I am. I went from vim to Atom, and then to VSCode, because it was Absolutely Fast Enough (I was using a 2014 rMBP in 2020! it was fine!). You can write slow, chunky crap in Electron, granted. But IntelliJ has been doing that in Java and Swing for years and nobody grinds their axe about that.
Electron isn't the problem here. And neither is JavaScript (well, TypeScript--JS itself isn't great). If anything is, a combination of competence and scheduling are the culprits.

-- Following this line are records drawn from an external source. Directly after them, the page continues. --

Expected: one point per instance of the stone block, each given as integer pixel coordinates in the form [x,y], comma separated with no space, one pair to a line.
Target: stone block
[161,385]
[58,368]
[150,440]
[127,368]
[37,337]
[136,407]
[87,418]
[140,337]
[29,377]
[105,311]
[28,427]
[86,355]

Electron is a different problem: lowest common denominator crap. Apps that don't form a cohesive platform, because some product middle-manager wants to piss all over the users desktop to leave their own "branding" scent. The fact that most of them are also poorly engineered is orthogonal.
So maybe it's different from your use case, but I use the same applications on multiple platforms so I don't care about the underlying OS. I'm a browser/terminal/editor sort for the most part, so VSCode acts close-enough to native on Mac, Linux, and Windows, in terms of keyboard shortcuts and affordances (hitting enter to rename on MacOS, for example)--the look of it is completely transparent to me. Balena Etcher's another good example of that. Thing just works.
That's pretty much the definition of lowest common denominator, and as you say, the exact opposite of what I want - regardless of what platform I happen to be using.
As for Electron, I don't need to install one browser alongside each app.